Quais as características que consideras mais importantes na relação entre pais e atletas?
Eu acho que é importante haver aquele bonding entre eles, aquela confiança. Quando uma pessoa perde o pai estar lá para dizer “está tudo ok, acredita, continua no teu caminho, continua a surfar, isto é o que tu gostas, não são derrotas que vão definir aquilo que tu vais ser, seja como surfista seja como pessoa”. Porque às vezes para os mais novos é complicado, e foi isso que nós quisermos retirar do Legasea, que é uma competição um bocado diferente das outras que este jovens apanham no ano inteiro. Ninguém perde. Foram três rondas, surfam todos entre si e depois no final há um vencedor mas todos têm igual oportunidade. Nós queremos que eles foquem no surf dentro da água. E ter este tag-team com os pais serve também para os pais perceberem o quão rápido vinte minutos ou meia hora podem passar dentro de água. Porque às vezes nós queremos fazer o melhor mas é complicado, precisamos da ajuda do mar, precisamos daquele bocadinho de sorte, e quando estamos sob pressão não é fácil de lidar. E é importante os pais perceberem e sentirem isso. É normal, às vezes uma pessoa mete mais pressão nos filhos, mas esquecemo-nos de que já o próprio jovem está com muita pressão dele mesmo, já está nervoso do campeonato. Foi isso que nós quisemos explorar, e passar num bocado da minha experiência e do meu pai.

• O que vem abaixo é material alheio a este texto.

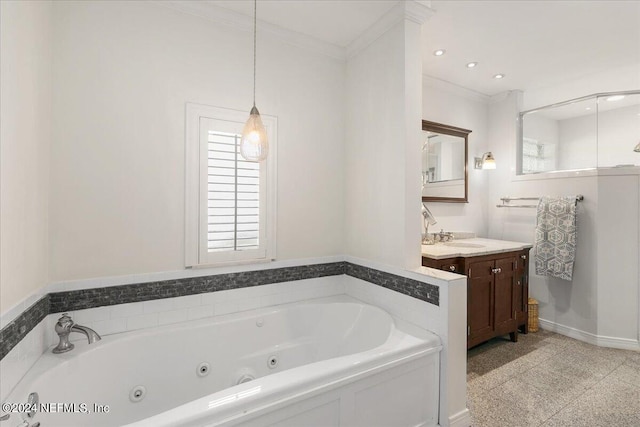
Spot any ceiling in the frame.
[208,0,398,47]
[209,0,640,95]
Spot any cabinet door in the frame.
[492,255,522,335]
[467,260,494,347]
[515,250,529,333]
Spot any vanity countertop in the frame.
[422,238,533,259]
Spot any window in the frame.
[186,104,277,266]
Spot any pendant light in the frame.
[240,0,269,162]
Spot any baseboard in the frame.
[538,319,640,350]
[449,408,471,427]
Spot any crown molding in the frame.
[422,74,491,104]
[347,0,436,58]
[150,0,347,61]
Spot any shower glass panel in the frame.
[598,94,640,167]
[518,91,640,175]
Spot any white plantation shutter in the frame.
[207,130,260,252]
[186,104,276,266]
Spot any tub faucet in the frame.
[51,313,102,354]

"O meu pai era e é o meu ídolo."
A tua família tem vindo a representar um papel importante na fluidez da tua carreira? Em que sentido? E o teu pai em particular, consideras que foi o teu primeiro mentor?
Claro. Eu tive uma sorte enorme na minha família, muito ligada ao desporto. Sempre fui muito bem encaminhado felizmente. E claro que sim, o meu pai sem dúvida alguma foi o meu primeiro mentor. Sem ele seria muito complicado estar onde eu estou. Acreditou muito em mim, tanto ele como a minha mãe e a minha irmã abdicaram de muitas coisas para eu poder seguir este sonho de ser de surfista profissional. Fazíamos viagens sempre baseadas em destinos de surf para eu poder a evoluir melhorar. O meu pai tentou-me sempre passar a melhor mensagem, o melhor feedback, mas mais do que o feedback em termos de surf foi o que ele me passou como pessoa: trabalhar, o espírito de sacrifício, nunca existirmos, acreditarmos. Esta resiliência que o meu pai me passou hoje em dia é uma das minhas grandes mais-valias para me ter tornado profissional. Da parte dos filhos, às vezes uma pessoa tende a discordar dos pais e estar contra, mas acho que também nos cabe ouvir e tentar adquirir essa sabedoria que os mais velhos têm. Nem sempre é fácil, não queremos ouvir, mas é importante termos atenção e isso. Foi isso que o meu pai me passou, não só pelo que me dizia mas também pelas atitudes dele. Ele era e é o meu ídolo, foi ele basicamente que me deu esta carreira. Continua a ser um mentor. Durante muito tempo foi pai-treinador, hoje em dia é só pai. Mas foi uma viagem preenchida de altos e baixos enquanto Júnior, que não trocava por nada. Foi isso que me deu a força para continuar a trabalhar e tornar-me no surfista que me tornei.
"Nós temos que adorar aquilo que fazemos, senão a competição pode-nos tirar a paixão pelo surf."
O elemento diversão no surf de competição deve ser também preponderante?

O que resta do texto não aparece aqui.